John D. Rockefeller bought the land on the upper West Side of Manhattan (Washington Heights) in 1931 and the Medieval art collection from George Barnard in 1925. Work began and the museum opened in 1938. The Cloisters contains Medieval architecture and 2000 pieces of art from the 12th to 15th centuries, including statue, tapestries, paintings, crypts, and stained glass. The gardens within the cloisters were reconstructed from “medieval treatises and poetry, garden documents and herbals, and medieval works of art such as tapestries, stained-glass windows, and column capitals” (https://www.metmuseum.org/about-the-met/history). Some of the plants are labeled and there are some beautiful feature plants like an esplanade pear tree.

A cloister is a covered walkway and surrounds a square garden or green space. The walkways are usually attached to a monastery, convent or larger church walls, and has a colonnade. I looked into the history and found on http://www.theculturaltrip.com that the four cloisters are the Saint-Michel-de-Cuxa, Bonnefort-en-Comminges, Trie-sur-Baise, Froville, Saint-Guilhem-le-Désert, and other European locations were excavated in France from abbeys and monasteries from those same names and constructed on site between 1934 and 1939. There were later installations from 1958 to 1962 from Fuentidueña Chapel in Spain and the Lagon Chapel from Burgundy, France.
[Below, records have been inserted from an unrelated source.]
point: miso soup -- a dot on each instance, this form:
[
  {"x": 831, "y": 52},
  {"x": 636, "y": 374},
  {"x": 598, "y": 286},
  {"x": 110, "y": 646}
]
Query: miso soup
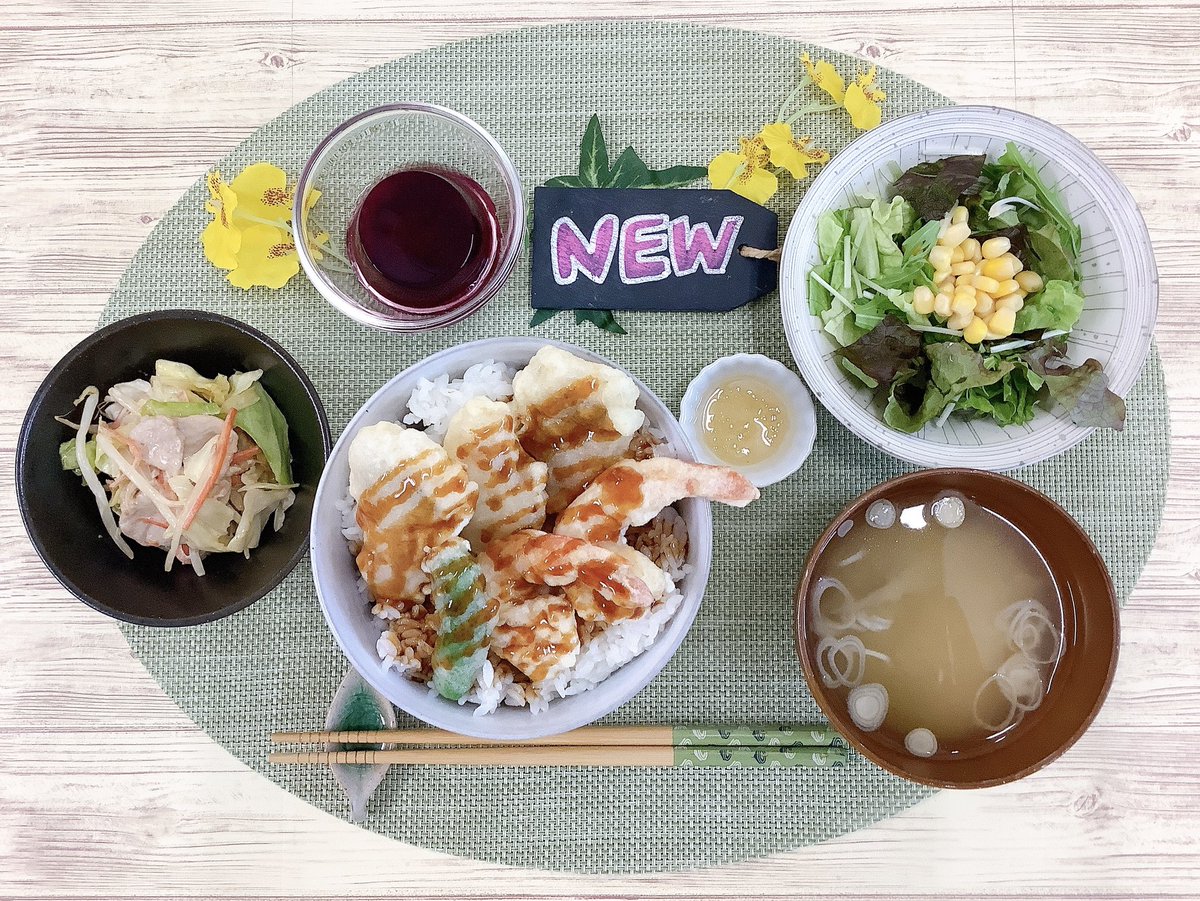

What I found truly enchanting about The Cloisters was the peaceful atmosphere.  I felt like I was walking through a monastery or an abbey and was expecting a Gregorian chant at any moment. The ambience is soothing and the art is displayed in such a way to invite reflection and repose with little distraction.  Since the museum was not busy, there were times I was alone in some of the rooms and areas. It is easy to admire the beauty, significance, and detailed craftsmanship of each piece as they are diluted through overcrowding.  The experience took me from King Henry VIII’s rosary to Medieval unicorn tapestries.

This museum is not only beautiful but unique. It is away from the hustle and bustle of the city and it made me forget that I was in Manhattan.   The Cloisters is difficult to get to. I have seen reviews where it has taken two hours on a bus and the train is much quicker even though it is a 10 minute walk uphill to the museum. Other suggest driving because there is parking on site. Since I was near Times Square I took an Uber and have to admit it was a pretty price to get there.  I will say that it was worth the time, effort, and money to get there and I will visit again. My kids are highly interested and I believe my friends are, too.  If you like sacred, religious medieval art in a Gothic setting then this is the museum for you. It’s not always on everybody shortlist when they hit Manhattan, but, I will tell you that it really is worth adding.